More silence in the music press followed, aside from one 1995 NME interview. Mavers was at this point occasionally playing with other Liverpool musicians. Mavers disavowed the album in print while struggling to maintain his artistic integrity.

In late 2003 a book about Mavers and his band was released, In Search of the La's: A Secret Liverpool. In this book the author tracked down Mavers, via connections, to his home in Liverpool. The book culminated in a rare interview with Mavers discussing his band and what he intends to do with his music. While providing insight into Mavers' personality, the book ends on an ambiguous note concerning his return to music.

In March 2005 the La's announced dates in Britain and Ireland, their first in a decade, along with festivals sets such as Glastonbury and the Summer Sonic festival in Japan, with the line-up of Lee Mavers (vocals, guitar), John Power (bass), Jay Lewis of the band Cracatilla (guitar) and Nick Miniski (drums). The set generally consisted of old songs, including the perennial favourite "There She Goes", with new songs performed as encores. The drummer was quickly replaced by Mavers' old schoolfriend Ian Jasper, and live reviews have generally been favourable. New songs that would have featured, or will feature, on the 2nd album include "I Am the Key", "Fishing Net" A.K.A. "Something I Said", "Raindance" and "The Human Race".

In March 2009, Mavers made a surprise appearance in Birmingham, joining Pete Doherty on stage to play "Son of a Gun" and "There She Goes".

On 19 June 2011, Mavers made a rare outing, doing a secret acoustic set at the Deaf Institute, Manchester, under the name of Lee Rude & the Velcro Underpants (a play on Lou Reed and the Velvet Underground): this featured Mavers playing with Gary Murphy of defunct Liverpool band the Bandits.
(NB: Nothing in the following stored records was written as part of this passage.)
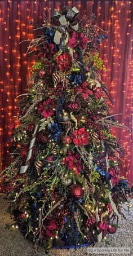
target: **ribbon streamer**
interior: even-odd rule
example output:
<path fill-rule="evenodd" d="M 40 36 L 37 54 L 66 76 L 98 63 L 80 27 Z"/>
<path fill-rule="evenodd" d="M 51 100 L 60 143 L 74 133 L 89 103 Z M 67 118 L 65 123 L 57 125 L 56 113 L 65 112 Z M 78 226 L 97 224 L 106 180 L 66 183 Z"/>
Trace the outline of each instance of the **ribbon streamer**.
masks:
<path fill-rule="evenodd" d="M 91 195 L 91 198 L 92 200 L 92 201 L 93 201 L 93 203 L 94 203 L 94 205 L 95 213 L 95 217 L 96 217 L 96 224 L 97 224 L 99 222 L 99 220 L 100 220 L 100 218 L 99 218 L 99 209 L 98 209 L 98 206 L 97 206 L 97 204 L 96 201 L 94 198 L 94 192 L 95 192 L 95 188 L 94 187 L 93 187 L 92 188 L 93 188 L 93 189 L 92 189 L 90 195 Z M 101 241 L 101 239 L 102 239 L 102 236 L 103 236 L 102 231 L 101 231 L 100 228 L 99 228 L 99 227 L 97 227 L 97 230 L 98 232 L 99 233 L 99 235 L 97 235 L 96 236 L 97 239 L 97 242 L 100 242 Z"/>
<path fill-rule="evenodd" d="M 107 176 L 108 176 L 108 174 L 109 174 L 108 169 L 109 169 L 109 167 L 108 156 L 108 153 L 107 153 L 107 151 L 106 151 L 106 149 L 105 149 L 105 145 L 104 145 L 104 143 L 103 140 L 101 140 L 101 145 L 102 145 L 102 147 L 103 147 L 103 150 L 105 151 L 105 152 L 106 152 L 105 163 L 106 163 L 107 172 L 108 173 L 108 174 L 107 174 Z M 108 175 L 108 176 L 109 176 L 109 175 Z M 112 178 L 110 179 L 109 180 L 108 179 L 108 180 L 109 180 L 109 183 L 110 183 L 111 188 L 113 188 L 113 184 L 112 184 Z"/>
<path fill-rule="evenodd" d="M 32 151 L 33 151 L 33 148 L 34 145 L 34 143 L 35 143 L 35 141 L 36 141 L 36 134 L 37 134 L 37 131 L 38 130 L 38 125 L 36 125 L 33 136 L 32 136 L 32 139 L 30 142 L 29 151 L 28 151 L 28 154 L 27 158 L 26 158 L 26 161 L 25 165 L 23 165 L 23 166 L 21 166 L 21 167 L 20 167 L 20 174 L 25 173 L 29 166 L 30 160 L 31 159 L 32 156 Z"/>
<path fill-rule="evenodd" d="M 69 26 L 74 30 L 78 29 L 78 24 L 75 20 L 75 17 L 78 15 L 79 11 L 76 7 L 72 8 L 68 8 L 65 6 L 61 12 L 61 14 L 57 10 L 54 11 L 53 18 L 59 20 L 60 25 L 59 27 L 54 24 L 54 27 L 56 29 L 54 36 L 54 42 L 56 45 L 63 45 L 67 43 L 68 41 L 68 33 L 66 32 Z"/>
Mavers and Murphy continued impromptu gigs in Sunderland, Glasgow and London, before heading abroad to Amsterdam and later to the Rock En Seine Festival in Paris and at UK festivals Kendal Calling and Bestival, before bringing the 'stripped back' sets to a close at a homecoming show at Liverpool's O2 Academy after announcing they were set to return soon after recruiting a full band.
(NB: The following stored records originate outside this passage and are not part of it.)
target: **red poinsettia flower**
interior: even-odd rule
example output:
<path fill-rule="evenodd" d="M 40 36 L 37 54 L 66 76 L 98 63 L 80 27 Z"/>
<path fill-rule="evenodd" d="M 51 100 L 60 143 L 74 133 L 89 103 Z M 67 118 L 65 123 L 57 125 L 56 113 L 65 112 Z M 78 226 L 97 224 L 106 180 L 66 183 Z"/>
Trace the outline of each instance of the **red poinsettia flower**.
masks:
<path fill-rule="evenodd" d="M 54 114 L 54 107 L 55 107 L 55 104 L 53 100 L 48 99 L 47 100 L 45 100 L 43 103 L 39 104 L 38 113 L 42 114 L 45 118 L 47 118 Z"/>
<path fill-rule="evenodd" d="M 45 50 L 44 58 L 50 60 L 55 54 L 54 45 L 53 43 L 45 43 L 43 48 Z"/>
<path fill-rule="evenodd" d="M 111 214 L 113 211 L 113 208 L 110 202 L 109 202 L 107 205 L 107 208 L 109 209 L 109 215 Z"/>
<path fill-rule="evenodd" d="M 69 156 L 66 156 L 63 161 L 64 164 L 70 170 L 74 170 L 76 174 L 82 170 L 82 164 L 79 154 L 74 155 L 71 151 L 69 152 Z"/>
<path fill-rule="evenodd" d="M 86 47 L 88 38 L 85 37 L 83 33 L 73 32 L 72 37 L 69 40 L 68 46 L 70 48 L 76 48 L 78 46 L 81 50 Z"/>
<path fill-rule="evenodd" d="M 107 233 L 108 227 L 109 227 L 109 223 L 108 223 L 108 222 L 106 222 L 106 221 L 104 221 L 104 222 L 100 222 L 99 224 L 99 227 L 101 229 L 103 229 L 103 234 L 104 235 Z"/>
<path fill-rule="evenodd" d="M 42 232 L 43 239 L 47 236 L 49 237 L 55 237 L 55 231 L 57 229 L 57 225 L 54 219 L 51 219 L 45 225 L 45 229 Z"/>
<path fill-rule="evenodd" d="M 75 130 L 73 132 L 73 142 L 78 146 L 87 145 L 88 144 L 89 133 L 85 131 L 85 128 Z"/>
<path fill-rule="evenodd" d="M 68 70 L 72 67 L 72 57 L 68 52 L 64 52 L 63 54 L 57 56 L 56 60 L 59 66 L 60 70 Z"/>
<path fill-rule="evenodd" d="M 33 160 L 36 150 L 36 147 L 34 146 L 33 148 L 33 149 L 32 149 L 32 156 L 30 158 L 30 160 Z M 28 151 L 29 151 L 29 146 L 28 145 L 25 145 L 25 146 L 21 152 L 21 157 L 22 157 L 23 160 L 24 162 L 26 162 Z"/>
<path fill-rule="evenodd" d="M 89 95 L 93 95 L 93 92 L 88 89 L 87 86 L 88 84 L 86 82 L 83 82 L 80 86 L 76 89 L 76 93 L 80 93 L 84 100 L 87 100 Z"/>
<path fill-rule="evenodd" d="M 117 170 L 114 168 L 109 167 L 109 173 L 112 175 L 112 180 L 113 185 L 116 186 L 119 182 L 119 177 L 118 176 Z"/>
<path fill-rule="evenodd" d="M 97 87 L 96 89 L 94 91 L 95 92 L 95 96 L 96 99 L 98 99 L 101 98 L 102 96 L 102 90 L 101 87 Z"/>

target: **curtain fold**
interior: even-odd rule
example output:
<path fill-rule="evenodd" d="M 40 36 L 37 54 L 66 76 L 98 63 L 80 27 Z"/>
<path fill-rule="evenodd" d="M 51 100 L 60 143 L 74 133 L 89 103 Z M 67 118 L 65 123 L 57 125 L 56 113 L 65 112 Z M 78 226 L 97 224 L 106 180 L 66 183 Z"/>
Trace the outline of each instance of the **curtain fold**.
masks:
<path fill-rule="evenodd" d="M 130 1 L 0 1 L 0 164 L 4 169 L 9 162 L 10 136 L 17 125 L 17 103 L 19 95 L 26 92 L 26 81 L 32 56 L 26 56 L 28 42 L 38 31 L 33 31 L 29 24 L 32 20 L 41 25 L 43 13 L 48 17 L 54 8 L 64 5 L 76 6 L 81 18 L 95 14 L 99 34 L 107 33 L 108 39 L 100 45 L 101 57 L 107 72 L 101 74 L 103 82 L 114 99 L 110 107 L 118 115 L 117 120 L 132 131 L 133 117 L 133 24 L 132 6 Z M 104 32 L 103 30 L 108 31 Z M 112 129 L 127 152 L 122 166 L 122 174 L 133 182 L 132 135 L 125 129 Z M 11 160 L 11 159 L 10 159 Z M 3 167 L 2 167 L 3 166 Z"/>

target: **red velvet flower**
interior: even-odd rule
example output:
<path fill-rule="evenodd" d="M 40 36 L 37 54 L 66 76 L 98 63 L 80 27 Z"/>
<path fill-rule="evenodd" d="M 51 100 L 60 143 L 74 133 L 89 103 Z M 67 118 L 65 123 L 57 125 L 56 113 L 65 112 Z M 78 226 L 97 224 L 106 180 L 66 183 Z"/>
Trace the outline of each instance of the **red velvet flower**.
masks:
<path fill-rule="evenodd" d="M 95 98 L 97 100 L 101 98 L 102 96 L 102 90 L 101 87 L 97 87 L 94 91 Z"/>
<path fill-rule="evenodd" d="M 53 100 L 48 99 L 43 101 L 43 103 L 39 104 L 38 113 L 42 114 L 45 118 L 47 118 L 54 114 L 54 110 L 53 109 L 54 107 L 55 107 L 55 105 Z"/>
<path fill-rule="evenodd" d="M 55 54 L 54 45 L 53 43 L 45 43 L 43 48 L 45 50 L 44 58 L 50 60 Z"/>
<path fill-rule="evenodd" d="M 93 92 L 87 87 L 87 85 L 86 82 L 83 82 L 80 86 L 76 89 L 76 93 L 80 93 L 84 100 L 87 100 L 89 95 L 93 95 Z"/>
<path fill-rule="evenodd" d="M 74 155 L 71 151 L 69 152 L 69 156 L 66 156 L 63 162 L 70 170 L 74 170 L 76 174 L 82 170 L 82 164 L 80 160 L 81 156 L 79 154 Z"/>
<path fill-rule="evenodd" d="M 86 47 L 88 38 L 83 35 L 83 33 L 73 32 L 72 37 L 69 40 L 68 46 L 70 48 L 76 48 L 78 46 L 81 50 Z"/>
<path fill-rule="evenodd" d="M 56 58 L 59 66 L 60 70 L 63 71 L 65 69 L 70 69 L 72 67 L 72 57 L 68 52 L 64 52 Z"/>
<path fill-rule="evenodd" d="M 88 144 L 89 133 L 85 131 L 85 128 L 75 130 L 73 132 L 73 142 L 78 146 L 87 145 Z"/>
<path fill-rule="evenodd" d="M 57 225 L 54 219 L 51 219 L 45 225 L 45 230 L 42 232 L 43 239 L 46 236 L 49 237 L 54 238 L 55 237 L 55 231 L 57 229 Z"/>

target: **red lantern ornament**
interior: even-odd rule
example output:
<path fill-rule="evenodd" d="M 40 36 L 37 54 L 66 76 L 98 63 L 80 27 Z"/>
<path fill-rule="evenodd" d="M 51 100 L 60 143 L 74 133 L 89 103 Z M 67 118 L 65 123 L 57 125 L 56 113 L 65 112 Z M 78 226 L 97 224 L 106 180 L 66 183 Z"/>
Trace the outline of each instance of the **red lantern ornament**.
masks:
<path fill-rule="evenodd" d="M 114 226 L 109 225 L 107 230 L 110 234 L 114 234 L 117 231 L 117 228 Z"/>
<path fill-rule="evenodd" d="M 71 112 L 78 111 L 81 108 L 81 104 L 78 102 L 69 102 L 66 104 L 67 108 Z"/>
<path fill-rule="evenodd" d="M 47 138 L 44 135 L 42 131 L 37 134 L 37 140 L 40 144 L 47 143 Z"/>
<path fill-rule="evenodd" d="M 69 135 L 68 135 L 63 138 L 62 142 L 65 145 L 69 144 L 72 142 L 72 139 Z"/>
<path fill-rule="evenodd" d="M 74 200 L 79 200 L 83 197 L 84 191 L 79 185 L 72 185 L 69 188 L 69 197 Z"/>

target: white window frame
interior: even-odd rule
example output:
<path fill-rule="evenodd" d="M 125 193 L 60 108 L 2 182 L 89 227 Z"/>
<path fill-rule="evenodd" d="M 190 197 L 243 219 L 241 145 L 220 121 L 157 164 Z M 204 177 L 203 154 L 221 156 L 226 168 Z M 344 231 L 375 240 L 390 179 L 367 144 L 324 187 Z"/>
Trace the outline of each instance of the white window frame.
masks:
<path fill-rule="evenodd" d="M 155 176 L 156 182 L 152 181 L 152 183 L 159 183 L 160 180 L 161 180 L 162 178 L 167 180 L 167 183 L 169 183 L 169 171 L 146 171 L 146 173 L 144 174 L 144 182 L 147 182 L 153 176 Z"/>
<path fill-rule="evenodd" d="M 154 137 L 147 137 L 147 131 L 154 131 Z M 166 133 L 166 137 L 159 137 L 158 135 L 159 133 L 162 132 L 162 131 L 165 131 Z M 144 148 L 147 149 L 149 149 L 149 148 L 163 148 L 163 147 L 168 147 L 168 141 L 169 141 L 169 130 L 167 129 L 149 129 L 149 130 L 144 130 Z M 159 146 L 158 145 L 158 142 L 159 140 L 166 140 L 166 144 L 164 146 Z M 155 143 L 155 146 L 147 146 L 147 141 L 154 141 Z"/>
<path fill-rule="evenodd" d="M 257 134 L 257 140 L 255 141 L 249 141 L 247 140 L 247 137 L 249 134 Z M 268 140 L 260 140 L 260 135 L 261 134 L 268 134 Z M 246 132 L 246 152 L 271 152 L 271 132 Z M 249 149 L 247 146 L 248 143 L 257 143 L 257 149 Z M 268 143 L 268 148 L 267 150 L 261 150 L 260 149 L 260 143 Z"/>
An interview with Mavers also appears in the 2013 book, Isle of Noises: Conversations with Great British Songwriters (Picador), by Daniel Rachel. Within the conversation, Mavers discussed the themes of certain songs and his songwriting craft (essentially describing himself as a conduit rather than author), and again decried the sole album released by the La's.

On September 29, 2024 Lee Mavers (with band) performed at Vanishing Point Records in Chesterfield, Derbyshire in a straight to vinyl event with Groovefarm Analog Recording Studios.

==Personal life==
Mavers is an avid supporter of Everton Football Club and regularly attended Goodison Park. Mavers is now a regular at the club's new home Hill Dickinson Stadium.
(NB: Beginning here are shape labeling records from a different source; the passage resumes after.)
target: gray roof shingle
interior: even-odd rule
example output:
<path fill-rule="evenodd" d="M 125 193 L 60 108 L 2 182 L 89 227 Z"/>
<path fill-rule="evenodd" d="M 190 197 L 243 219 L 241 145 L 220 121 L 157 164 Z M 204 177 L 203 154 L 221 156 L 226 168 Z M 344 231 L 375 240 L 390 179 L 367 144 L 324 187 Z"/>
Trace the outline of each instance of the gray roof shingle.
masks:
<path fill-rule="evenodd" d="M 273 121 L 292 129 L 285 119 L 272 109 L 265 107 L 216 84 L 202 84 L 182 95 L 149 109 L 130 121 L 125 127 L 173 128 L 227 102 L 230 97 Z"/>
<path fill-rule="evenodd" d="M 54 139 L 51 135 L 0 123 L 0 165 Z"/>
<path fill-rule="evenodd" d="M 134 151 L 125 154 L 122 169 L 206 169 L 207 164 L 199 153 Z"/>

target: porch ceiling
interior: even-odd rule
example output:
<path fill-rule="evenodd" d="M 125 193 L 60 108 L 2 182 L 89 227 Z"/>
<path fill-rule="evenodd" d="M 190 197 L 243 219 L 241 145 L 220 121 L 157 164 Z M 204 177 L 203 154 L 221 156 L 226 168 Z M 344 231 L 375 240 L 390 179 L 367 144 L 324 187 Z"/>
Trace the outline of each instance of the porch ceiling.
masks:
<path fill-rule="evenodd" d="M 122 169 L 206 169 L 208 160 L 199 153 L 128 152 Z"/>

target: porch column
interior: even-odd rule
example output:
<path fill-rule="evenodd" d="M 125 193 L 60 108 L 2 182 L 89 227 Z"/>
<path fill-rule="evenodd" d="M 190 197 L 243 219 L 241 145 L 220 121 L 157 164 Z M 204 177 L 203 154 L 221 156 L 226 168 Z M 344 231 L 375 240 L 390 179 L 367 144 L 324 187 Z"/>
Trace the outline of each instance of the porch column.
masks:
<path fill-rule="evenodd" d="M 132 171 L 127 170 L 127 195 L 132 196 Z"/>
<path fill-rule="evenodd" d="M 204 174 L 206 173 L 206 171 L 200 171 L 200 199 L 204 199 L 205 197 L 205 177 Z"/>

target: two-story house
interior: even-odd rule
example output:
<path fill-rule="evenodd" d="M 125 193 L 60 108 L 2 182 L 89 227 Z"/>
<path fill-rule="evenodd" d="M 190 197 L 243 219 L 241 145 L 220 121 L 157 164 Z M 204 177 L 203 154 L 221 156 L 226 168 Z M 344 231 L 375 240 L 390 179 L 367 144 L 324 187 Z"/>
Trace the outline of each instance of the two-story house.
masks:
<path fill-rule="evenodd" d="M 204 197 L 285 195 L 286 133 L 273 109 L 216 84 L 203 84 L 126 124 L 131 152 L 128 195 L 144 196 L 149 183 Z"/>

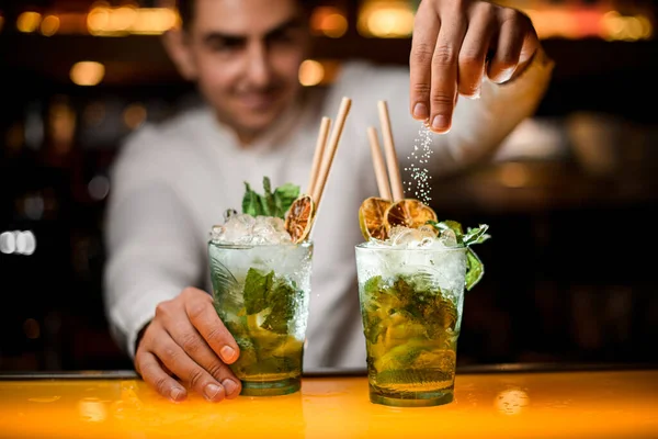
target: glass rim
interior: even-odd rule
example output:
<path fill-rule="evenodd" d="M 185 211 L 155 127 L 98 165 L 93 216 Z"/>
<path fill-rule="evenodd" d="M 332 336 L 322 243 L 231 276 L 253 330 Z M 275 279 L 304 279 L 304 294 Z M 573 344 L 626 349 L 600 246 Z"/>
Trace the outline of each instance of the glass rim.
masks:
<path fill-rule="evenodd" d="M 275 248 L 275 247 L 284 247 L 284 248 L 309 248 L 313 247 L 313 240 L 305 240 L 302 243 L 286 243 L 286 244 L 218 244 L 213 241 L 213 239 L 208 239 L 208 245 L 215 246 L 217 248 L 224 248 L 229 250 L 249 250 L 252 248 Z"/>
<path fill-rule="evenodd" d="M 358 250 L 373 250 L 373 251 L 432 251 L 432 252 L 452 252 L 452 251 L 466 251 L 468 249 L 467 246 L 461 247 L 442 247 L 442 248 L 432 248 L 432 247 L 417 247 L 417 248 L 402 248 L 402 247 L 370 247 L 368 243 L 361 243 L 354 246 Z"/>

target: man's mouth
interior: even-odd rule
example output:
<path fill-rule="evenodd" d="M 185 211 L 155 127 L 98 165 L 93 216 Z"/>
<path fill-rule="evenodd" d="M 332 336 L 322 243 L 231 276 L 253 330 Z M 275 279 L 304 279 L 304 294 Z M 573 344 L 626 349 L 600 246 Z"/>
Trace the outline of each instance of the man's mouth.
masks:
<path fill-rule="evenodd" d="M 273 91 L 262 93 L 241 93 L 238 95 L 238 101 L 248 110 L 266 111 L 276 101 L 276 93 Z"/>

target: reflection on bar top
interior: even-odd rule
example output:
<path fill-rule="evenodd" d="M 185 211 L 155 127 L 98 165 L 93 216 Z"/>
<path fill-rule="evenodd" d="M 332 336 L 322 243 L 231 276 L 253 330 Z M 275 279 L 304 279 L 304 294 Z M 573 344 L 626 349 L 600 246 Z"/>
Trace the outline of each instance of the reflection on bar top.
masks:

He is the older brother of actor Gary Mavers and Neil Mavers, who was the drummer for the La's.

==Legacy==

"Mavers is now considered by many to be one of pop's great "lost" figures. Over the last three decades, he has steadfastly refused to release any of the songs he's written. Since 1991, Mavers has played just 20 official concerts, the last of which was nearly 10 years ago. His public appearances are so scarce that for some journalists, tracking him down became a holy grail: Matthew Macefield wrote an entire book, 2003's A Secret Liverpool: In Search of The La's, dedicated to his four-year quest to get an audience with Mavers, which he eventually did at his Liverpool home. His enigmatic nature is one reason why, with rock music currently lacking truly maverick figures, Mavers still holds the imagination of not just fans, but the press and industry at large."
— Shaun Curran writing for the BBC, The mystery of 'lost' rock genius Lee Mavers, 17 March 2021.